They have made a replica of the “Cairo toe”, a bending leather and wood body part which they believe could be the world’s earliest practical prosthetic.

Now they are seeking volunteers who themselves lack a right big toe, to test their theory that it actively helped its original user to walk.

The Cairo toe is on display at the Cairo Museum in Egypt

If proved correct, it would mean prosthetic medicine started at least 700 years earlier than previously thought.

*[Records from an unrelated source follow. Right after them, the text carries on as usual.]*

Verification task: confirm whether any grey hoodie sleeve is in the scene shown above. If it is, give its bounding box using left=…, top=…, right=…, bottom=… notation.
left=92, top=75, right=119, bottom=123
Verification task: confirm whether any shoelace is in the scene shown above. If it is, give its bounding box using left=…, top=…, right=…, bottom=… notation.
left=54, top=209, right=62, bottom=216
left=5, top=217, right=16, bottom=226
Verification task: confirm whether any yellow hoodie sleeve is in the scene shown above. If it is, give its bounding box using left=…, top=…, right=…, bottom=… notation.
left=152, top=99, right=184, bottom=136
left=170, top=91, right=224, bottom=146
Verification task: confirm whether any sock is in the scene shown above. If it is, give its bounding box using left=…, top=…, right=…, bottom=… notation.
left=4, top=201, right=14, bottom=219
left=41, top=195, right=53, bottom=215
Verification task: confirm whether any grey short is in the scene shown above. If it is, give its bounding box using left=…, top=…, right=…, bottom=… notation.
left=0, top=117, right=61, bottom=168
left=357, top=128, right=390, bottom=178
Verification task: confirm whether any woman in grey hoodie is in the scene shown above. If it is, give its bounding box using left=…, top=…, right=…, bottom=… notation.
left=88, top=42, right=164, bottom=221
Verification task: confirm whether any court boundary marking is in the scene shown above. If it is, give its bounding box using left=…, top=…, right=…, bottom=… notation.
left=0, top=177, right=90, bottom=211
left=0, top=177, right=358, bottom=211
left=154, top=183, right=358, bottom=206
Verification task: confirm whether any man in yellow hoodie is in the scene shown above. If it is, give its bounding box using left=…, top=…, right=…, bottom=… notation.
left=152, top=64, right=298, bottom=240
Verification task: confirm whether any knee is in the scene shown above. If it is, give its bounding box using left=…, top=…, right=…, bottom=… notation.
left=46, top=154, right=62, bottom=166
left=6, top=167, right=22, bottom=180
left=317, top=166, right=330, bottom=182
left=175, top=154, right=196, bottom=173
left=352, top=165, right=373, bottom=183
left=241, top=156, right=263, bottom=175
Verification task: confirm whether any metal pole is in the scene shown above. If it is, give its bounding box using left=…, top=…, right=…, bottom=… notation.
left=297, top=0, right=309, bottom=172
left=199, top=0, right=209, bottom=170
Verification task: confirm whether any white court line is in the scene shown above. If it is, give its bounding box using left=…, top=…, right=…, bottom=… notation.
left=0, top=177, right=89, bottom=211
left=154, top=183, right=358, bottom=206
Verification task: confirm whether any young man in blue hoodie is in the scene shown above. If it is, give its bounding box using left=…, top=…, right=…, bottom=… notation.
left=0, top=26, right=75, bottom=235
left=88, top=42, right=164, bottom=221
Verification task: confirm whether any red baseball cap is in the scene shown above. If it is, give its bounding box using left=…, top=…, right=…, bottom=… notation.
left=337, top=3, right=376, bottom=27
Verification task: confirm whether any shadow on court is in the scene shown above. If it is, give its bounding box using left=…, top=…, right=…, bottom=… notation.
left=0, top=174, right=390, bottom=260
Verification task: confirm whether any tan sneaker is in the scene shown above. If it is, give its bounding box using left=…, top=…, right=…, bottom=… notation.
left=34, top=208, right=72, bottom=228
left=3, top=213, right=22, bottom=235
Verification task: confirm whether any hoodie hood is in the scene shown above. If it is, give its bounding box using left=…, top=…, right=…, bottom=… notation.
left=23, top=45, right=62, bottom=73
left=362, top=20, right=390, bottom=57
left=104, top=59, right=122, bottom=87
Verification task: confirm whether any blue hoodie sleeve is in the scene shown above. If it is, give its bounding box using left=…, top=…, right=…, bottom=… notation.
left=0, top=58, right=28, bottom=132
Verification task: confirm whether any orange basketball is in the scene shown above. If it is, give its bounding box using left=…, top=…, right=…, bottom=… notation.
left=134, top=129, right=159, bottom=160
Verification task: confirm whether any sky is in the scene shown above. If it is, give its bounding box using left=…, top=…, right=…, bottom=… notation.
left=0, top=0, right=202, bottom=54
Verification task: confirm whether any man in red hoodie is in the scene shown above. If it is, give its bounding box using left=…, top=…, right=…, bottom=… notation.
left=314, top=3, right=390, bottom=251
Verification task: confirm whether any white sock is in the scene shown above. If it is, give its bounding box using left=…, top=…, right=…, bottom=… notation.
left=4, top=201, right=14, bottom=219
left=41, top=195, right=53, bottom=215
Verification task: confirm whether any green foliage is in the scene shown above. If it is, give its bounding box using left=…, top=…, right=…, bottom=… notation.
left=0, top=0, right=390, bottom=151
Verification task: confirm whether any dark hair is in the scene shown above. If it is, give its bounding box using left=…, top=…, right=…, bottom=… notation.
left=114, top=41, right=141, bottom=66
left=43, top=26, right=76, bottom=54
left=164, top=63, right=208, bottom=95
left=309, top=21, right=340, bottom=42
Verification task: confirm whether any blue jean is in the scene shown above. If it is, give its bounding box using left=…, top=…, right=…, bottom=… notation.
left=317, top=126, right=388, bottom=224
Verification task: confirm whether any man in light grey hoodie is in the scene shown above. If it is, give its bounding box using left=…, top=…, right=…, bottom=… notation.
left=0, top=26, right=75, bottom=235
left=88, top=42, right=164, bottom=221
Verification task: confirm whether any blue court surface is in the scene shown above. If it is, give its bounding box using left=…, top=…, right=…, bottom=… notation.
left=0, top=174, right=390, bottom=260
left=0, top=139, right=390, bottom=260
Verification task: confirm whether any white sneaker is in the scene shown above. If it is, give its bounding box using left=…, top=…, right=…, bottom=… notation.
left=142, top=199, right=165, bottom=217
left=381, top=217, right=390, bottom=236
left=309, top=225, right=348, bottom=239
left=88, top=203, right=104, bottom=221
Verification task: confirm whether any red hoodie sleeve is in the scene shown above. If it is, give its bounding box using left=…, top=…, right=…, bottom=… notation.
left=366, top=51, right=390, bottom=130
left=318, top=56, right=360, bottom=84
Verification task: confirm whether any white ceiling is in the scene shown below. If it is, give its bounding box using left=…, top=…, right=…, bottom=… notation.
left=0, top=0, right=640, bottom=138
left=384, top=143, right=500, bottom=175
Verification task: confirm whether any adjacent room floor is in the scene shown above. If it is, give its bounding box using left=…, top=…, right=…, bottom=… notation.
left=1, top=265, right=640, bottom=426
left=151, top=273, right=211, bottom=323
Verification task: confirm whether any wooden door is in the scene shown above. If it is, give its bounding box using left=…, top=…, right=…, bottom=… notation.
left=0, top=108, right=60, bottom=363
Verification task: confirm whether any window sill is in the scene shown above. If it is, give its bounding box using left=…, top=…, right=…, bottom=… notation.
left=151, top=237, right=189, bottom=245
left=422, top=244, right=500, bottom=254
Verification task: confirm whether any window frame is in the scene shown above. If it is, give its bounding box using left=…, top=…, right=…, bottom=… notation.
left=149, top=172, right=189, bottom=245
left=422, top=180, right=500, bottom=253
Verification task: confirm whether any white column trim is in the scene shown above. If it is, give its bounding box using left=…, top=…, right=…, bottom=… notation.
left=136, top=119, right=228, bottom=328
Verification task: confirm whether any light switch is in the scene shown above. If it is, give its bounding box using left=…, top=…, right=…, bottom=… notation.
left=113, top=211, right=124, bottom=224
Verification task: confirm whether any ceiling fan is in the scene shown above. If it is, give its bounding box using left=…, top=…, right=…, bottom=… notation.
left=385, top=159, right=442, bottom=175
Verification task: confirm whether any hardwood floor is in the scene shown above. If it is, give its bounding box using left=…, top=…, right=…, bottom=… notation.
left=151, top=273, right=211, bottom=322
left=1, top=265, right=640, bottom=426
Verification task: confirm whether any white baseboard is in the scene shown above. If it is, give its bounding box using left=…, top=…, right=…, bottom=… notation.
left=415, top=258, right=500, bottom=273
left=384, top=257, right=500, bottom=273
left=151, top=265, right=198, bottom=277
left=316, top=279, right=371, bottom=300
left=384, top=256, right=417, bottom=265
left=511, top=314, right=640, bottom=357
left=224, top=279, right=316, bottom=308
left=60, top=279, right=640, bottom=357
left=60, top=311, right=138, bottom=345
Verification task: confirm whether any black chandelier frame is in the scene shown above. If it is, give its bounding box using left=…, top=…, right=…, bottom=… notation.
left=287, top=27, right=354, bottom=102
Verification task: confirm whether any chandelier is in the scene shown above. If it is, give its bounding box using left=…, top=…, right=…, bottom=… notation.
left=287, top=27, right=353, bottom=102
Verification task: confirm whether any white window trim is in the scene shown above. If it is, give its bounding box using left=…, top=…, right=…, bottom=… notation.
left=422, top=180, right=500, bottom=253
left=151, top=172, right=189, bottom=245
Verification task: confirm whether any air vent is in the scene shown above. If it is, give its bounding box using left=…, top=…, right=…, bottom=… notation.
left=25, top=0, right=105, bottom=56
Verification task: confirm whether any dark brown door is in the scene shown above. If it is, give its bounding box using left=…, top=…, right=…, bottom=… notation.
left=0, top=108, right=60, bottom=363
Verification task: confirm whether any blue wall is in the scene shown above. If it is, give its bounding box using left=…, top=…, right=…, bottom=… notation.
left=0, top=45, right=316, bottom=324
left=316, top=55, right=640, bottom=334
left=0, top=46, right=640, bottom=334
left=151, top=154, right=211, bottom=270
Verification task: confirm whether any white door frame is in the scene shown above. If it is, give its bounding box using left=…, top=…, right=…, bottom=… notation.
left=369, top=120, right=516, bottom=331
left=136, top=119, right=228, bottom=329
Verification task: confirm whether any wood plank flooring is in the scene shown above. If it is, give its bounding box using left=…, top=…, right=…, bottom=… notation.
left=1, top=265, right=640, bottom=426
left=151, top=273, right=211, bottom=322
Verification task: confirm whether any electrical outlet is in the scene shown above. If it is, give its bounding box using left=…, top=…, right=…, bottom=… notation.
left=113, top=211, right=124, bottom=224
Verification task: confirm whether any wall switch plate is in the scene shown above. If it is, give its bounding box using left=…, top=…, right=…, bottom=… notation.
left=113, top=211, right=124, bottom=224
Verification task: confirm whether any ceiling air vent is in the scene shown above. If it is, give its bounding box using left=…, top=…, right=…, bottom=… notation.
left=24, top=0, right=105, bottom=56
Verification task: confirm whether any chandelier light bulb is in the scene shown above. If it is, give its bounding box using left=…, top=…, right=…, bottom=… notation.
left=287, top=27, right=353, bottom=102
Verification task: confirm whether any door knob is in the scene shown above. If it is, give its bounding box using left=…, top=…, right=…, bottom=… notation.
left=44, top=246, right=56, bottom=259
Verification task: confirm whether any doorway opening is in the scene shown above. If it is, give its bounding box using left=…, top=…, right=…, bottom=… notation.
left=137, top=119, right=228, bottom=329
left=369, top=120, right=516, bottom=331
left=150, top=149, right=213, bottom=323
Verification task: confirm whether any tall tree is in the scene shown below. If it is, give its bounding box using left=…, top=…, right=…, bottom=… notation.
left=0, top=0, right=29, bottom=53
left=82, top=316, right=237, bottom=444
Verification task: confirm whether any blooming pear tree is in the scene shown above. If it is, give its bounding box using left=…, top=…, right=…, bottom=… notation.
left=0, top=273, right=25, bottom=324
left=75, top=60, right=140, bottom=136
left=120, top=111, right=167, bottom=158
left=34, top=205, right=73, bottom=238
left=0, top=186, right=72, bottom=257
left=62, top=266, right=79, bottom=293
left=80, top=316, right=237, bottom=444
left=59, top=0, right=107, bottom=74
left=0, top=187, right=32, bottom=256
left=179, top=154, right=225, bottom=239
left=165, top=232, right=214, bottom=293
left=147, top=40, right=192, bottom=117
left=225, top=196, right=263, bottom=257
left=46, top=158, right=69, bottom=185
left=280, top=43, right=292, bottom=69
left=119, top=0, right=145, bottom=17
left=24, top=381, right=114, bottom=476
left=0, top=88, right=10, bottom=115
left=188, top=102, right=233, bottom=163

Jacky Finch, lead researcher at Manchester University’s KNH Centre for Biomedical Egyptology, said the fact that it showed signs of wear indicated it was a practical limb. It was found strapped to the mummified foot of a 50- to 60-year-old woman who had undergone a toe amputation.

“The toe dates from between 1069 and 664BC, so if we can prove it was functional then we will have pushed back prosthetic medicine by as much as 700 years,” she said...

Fellow Egyptologists at neighbouring Salford University are also testing a model of another fake big toe, fashioned from a type of papier-mâché known as cartonnage...

Click on the picture above for another image of the toe.

Is 'Cairo toe' the first practical prosthetic?, Stephen Adams, The Telegraph, UK, July 27, 2007.

cf. Going out on a limb over 'Cairo toe', Sheryl Uberlacker, The Toronto Star, Ontario, Canada, July 27, 2007.

Previously:

Science steps in to discover wonders of Toe-tankhamun, July 26, 2007.


#3008 posted by Mark Morgan on 27 July 2007, 5:04:37 PM  Permalink     comment [] trackback []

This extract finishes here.